Today I spent the afternoon in cosmetics. It was tedious but fun to look at all the make-up & all the different colors. Damn, some of that shit is expensive!! But I have already picked out a few really pretty colors of lip gloss I want. They have sparkles in it. Oh & some pretty eye shadow colors. I can't wait until I have the extra money to splurge on some of this shit. Including the hair dye. Which Kid thinks I am crazy for wanting to dye my hair . But first I am getting it trimmed.

I better call it a night, it's after 12 & I have both jobs tomorrow. At least the kids are out of school so I only have to worry about me in the am.


Ohhh, I almost forgot, I saw some drama today, at work. The first glimpse of our not quite so happy family. The lead in HBA (which is health & beauty) is an older man. He is really nice, well, one of the CSM's talked down to him today & he said he won't be talking to her anymore & walked away. And she walked off all pissed. Then one of the office ladies came over to help & I heard them talking about her & the way she was talking, LOL. It was pretty funny, actually. See, right now, we are all pretty much equals, well, besides the managers. We are all pretty clueless & looking to each other for help & questions, LOL.

Okay, I'm really done now. Nite!!

Monday, September 29, 2008

Optimistic

I always try to be optimistic. The easiest way for me to do that, just not think of the problems, just put everything aside. I have convinced myself that everything will work out & I will continue to believe that.

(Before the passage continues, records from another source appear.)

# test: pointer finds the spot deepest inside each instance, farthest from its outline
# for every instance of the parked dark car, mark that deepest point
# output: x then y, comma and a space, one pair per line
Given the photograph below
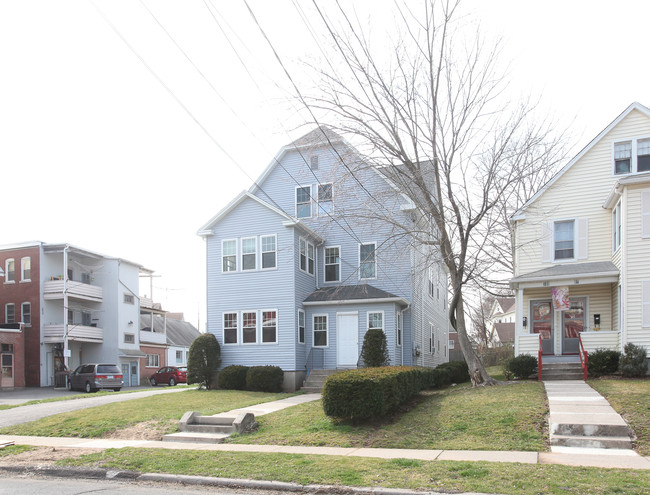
92, 377
169, 374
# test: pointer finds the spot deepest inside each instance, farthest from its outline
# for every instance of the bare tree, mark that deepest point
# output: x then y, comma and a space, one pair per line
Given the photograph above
431, 114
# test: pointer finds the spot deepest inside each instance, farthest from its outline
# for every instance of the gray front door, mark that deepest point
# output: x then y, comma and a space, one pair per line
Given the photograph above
573, 323
542, 323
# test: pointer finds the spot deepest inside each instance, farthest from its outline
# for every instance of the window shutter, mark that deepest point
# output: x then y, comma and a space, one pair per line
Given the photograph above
645, 303
547, 242
645, 213
583, 238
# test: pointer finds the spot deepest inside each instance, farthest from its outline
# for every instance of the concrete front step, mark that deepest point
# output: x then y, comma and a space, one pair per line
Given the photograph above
592, 442
195, 437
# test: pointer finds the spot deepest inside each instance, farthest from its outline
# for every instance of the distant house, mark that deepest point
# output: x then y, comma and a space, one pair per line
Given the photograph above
73, 305
302, 264
582, 263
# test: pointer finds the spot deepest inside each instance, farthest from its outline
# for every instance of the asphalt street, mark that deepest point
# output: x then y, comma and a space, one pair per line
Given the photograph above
33, 412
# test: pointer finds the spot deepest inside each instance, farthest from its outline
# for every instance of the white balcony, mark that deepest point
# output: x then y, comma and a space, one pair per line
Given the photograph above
152, 337
53, 289
53, 334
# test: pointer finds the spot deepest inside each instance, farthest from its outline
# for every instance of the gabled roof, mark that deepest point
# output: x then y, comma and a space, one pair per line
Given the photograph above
518, 215
289, 221
347, 294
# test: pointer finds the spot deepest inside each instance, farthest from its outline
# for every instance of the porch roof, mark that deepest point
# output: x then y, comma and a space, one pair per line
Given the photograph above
350, 294
568, 274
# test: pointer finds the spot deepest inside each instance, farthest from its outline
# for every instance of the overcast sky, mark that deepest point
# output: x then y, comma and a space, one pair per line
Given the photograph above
129, 155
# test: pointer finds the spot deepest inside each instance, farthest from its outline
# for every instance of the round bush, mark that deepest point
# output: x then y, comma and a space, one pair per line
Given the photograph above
375, 349
265, 378
233, 377
522, 366
603, 362
633, 361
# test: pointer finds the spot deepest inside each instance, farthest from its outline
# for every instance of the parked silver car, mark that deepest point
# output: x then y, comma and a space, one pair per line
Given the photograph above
92, 377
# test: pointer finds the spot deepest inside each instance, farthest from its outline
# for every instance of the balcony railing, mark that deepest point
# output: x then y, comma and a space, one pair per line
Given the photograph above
53, 289
152, 337
53, 334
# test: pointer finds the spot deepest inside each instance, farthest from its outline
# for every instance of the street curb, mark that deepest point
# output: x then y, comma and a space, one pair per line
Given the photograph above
108, 474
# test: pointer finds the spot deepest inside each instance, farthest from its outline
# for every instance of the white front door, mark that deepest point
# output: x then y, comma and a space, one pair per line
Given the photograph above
347, 339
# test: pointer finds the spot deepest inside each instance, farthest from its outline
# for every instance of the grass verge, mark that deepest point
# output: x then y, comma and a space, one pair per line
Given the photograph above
162, 412
629, 398
504, 417
358, 471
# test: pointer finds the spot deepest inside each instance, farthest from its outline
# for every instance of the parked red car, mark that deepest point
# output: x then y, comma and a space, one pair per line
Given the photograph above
169, 374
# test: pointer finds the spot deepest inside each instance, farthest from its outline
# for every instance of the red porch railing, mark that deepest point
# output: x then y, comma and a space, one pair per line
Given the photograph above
583, 357
539, 360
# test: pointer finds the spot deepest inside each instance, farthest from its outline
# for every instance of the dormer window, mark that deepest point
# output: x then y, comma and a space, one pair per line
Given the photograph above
632, 156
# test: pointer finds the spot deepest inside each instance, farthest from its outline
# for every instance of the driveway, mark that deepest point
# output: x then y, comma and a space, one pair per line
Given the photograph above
25, 414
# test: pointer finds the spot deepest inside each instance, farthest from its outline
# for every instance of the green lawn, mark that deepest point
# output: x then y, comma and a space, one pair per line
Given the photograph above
631, 399
504, 417
161, 412
443, 476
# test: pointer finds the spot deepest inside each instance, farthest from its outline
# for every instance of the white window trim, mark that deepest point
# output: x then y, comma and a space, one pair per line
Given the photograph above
237, 328
575, 240
325, 264
257, 326
275, 236
633, 155
359, 260
307, 244
7, 271
277, 326
241, 254
383, 322
313, 330
311, 201
304, 322
236, 255
22, 269
617, 230
22, 314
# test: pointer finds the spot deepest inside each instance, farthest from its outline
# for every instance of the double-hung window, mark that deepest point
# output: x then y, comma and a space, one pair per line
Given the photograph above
376, 321
230, 334
10, 271
10, 313
26, 310
324, 198
616, 227
25, 269
333, 264
229, 255
269, 251
301, 326
564, 247
249, 327
249, 253
306, 256
269, 327
367, 260
320, 331
303, 202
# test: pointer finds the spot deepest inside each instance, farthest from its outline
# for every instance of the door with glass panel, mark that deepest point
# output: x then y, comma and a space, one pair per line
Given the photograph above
542, 323
573, 323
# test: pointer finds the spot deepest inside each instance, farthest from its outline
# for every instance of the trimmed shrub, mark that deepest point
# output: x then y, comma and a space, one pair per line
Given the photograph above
365, 393
374, 351
522, 366
633, 361
603, 362
204, 360
233, 377
458, 371
265, 378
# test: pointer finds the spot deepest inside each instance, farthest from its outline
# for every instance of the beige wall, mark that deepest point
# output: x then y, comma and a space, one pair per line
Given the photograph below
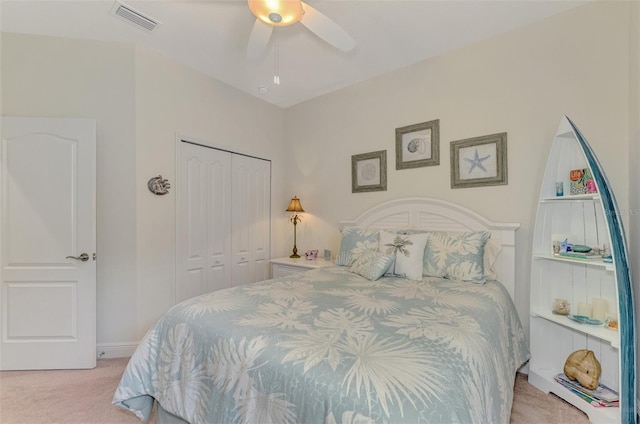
141, 101
576, 63
173, 99
59, 77
634, 159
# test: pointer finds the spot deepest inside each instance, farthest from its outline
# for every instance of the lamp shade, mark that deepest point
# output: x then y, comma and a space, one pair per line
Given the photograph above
280, 12
295, 206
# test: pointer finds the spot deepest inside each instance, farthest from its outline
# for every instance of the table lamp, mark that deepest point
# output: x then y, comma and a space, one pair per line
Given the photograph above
295, 207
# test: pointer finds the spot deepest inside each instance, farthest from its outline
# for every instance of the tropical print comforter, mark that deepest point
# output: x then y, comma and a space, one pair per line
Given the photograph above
329, 346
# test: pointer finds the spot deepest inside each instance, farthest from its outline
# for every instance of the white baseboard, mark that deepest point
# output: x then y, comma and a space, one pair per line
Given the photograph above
115, 350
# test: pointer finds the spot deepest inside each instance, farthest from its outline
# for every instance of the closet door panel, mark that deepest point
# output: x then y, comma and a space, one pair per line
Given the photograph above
251, 199
205, 202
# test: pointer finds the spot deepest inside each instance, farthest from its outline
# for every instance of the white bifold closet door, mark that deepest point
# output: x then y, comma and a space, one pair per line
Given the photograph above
224, 231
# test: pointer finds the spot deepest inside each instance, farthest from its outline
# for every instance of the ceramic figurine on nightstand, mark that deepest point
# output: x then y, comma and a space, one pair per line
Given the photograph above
311, 255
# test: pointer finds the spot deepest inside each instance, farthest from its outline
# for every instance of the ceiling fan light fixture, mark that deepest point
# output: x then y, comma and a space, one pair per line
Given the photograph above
277, 12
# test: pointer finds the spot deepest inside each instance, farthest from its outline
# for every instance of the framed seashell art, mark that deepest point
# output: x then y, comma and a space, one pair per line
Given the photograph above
418, 145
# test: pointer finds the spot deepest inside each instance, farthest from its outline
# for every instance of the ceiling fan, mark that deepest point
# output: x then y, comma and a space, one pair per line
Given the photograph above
272, 13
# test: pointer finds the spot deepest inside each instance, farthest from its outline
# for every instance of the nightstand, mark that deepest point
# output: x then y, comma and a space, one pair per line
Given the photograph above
287, 266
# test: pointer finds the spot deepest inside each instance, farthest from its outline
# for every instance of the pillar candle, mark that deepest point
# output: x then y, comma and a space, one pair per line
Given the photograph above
584, 308
599, 308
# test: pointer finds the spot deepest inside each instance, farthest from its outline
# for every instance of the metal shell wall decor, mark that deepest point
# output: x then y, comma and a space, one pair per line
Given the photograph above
158, 185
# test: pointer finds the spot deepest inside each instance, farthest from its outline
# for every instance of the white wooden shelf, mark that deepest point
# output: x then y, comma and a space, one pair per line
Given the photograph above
588, 262
571, 198
544, 380
598, 331
587, 219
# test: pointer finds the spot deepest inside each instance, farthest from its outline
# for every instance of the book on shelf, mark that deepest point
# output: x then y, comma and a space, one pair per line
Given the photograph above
600, 397
581, 182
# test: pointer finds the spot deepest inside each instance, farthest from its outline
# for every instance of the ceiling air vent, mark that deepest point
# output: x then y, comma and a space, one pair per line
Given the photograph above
138, 19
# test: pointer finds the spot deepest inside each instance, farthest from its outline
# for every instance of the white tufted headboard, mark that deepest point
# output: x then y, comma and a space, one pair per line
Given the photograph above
438, 215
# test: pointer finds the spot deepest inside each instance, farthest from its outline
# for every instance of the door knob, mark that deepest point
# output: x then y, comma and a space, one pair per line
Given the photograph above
83, 257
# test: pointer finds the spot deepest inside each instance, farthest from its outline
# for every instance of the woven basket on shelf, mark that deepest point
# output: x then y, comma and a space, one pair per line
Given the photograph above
582, 365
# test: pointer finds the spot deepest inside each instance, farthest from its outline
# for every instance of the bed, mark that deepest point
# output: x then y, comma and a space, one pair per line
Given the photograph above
369, 340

I am so annoyed with welfare. I have been calling every chance I get & I always get this stupid message, due to high volume of calls, all of our agents are assisting other clients, call back another time, click. Well, I called this morning, actually got through, sat on hold for I don't even know how long, just to have them hang up on me. I don't have the time to go down & sit down there & wait to talk to someone. We are nearing the 30 day mark since I applied, hopefully I will hear something soon.

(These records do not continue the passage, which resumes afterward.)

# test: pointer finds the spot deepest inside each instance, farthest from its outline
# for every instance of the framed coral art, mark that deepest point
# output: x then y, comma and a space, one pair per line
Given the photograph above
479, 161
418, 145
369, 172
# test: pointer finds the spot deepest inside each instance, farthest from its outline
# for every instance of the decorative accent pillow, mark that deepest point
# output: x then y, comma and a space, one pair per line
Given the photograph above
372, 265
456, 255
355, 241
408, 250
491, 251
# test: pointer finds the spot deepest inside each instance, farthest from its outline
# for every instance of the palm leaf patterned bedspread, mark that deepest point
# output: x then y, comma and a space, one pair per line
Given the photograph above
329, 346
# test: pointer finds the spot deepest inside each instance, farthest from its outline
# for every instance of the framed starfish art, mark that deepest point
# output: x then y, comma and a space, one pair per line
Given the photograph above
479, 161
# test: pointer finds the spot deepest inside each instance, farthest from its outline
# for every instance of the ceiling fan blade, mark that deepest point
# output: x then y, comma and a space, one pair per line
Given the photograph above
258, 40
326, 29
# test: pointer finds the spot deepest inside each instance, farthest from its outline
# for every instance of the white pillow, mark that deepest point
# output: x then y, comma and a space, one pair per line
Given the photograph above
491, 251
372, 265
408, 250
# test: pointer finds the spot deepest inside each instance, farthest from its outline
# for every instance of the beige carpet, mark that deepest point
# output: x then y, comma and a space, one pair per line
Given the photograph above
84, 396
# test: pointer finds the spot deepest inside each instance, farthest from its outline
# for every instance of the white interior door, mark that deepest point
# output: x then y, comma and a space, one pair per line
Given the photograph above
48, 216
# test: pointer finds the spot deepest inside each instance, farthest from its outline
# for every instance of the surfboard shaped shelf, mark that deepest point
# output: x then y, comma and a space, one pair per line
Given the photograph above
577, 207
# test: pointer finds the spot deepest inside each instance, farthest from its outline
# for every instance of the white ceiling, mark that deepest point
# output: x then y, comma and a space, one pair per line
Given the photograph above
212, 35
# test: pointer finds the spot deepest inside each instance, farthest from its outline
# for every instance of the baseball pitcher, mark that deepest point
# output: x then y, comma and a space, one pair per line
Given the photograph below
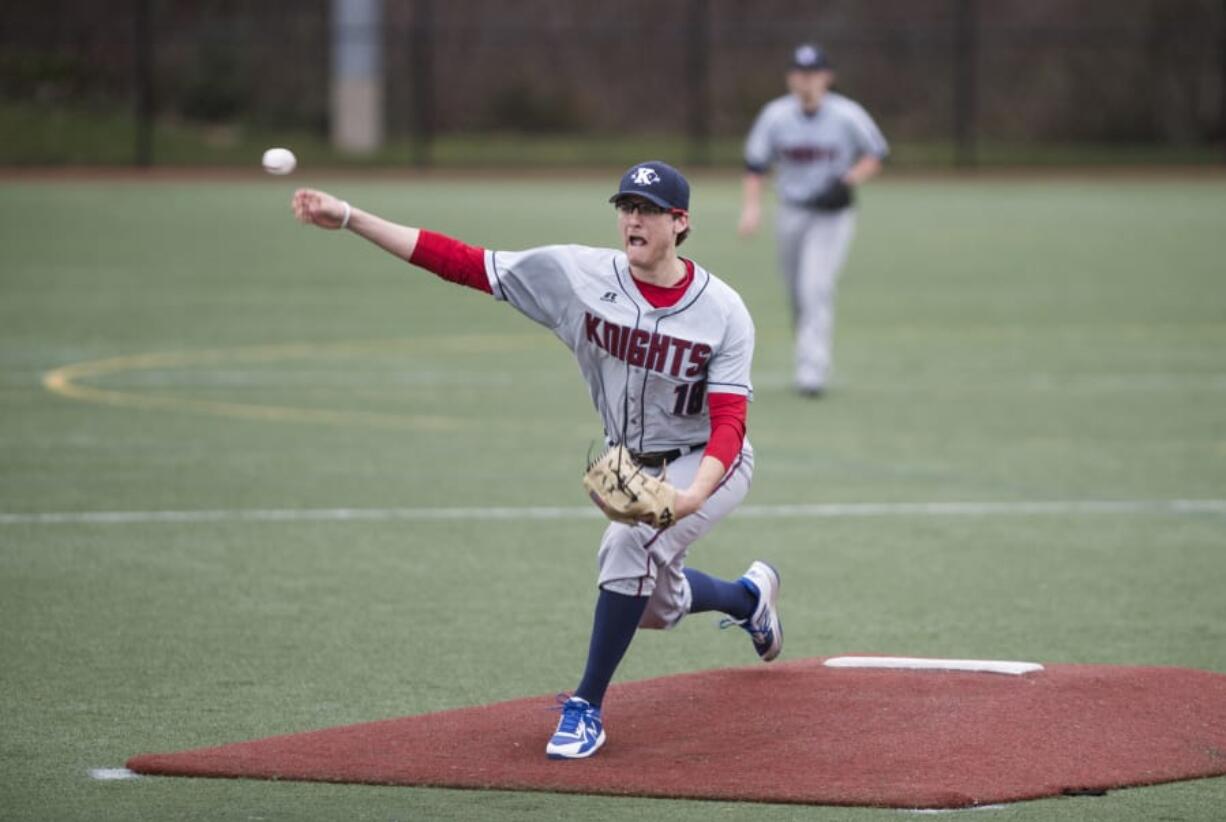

I want to start wearing make-up, just a little bit. A little foundation & blush to cover my blemishes & a little eye make-up to bring out my eyes. I just don't know how to wear it. Is there somewhere I can go, where they can show me the proper colors & techniques. Although, I guess right now, it doesn't even matter, no money to buy any.

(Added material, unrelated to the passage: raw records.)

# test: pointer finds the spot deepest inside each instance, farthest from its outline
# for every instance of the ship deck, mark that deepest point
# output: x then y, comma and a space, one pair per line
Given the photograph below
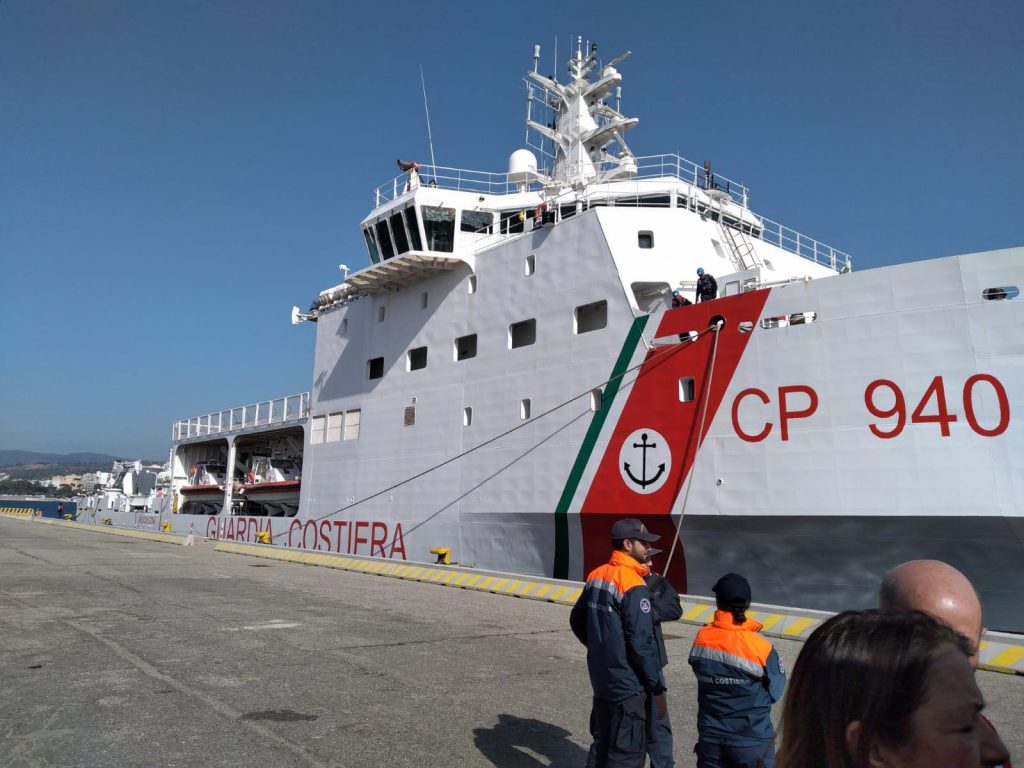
117, 649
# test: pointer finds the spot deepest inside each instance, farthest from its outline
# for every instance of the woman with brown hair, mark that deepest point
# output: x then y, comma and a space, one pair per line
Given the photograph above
894, 689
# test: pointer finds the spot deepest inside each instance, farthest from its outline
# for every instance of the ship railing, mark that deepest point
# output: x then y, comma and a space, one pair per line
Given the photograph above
650, 168
267, 413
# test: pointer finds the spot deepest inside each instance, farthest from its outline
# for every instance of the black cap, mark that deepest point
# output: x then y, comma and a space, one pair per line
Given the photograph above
632, 528
732, 589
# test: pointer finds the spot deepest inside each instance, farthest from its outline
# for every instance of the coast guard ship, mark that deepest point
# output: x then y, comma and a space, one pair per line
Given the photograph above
512, 373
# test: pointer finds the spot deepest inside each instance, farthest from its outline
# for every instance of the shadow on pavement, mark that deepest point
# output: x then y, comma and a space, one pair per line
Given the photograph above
513, 742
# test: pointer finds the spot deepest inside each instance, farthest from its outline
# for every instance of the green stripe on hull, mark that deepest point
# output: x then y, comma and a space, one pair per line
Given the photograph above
561, 566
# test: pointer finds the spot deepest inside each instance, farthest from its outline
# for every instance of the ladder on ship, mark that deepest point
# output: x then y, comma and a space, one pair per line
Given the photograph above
740, 248
741, 251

Of course I am ecstatic about finally feeling comfortable in my own skin, about finally being happy with the person who is looking back at me. But it seems kind of ironic I guess that when I finally reach this point, I can't treat myself to a new outfit, a new pair of earrings, make-up, whatever. I guess that is just the way things happen in life.

I also want to dye my hair. I have never dyed my hair. Maybe when Lynne comes back she can help me. I was thinking of maybe dying it a reddish brown color. But there again, no money for the dye.

*sigh*

I wonder what Kid would say if I went out one night & came home with my eyebrow pierced.

I guess it seems like I am reinventing myself, but really, these are my true colors peeking through. I am finally in a place inside myself where I can let them shine.

Ok, now for some stupidity.

I took a long...... very long........ hot......... bath last night. And I had this whole fantasy played out in my head, involving a certain person I have come to enjoy. And then I sat here, until midnight, waiting & hoping he would come online, so I could tell him about it. Of course he didn't show. And I felt so stupid. I still feel stupid, because I keep checking yahoo to see if he has signed on. I keep coming back & forth, getting ready for work.

Mariella didn't have work for me today *sigh*. I'll work tomorrow but not Wed. Frank wants us to try to be at the Grand Opening on Wed. morning. We'll get paid for it, but it won't be as many hours as I would get with Mariella. So I will get $48 from her on Friday, if I work Tues & Thurs.

Plus my Walmart payheck on Thurs. Though I have absolutely no idea how much it will be. I seriously need to figure out when the pay period starts & ends. I'll ask one of the transfers today.


Well, I guess I better wrap this mess of randomness up & go find something to eat before work.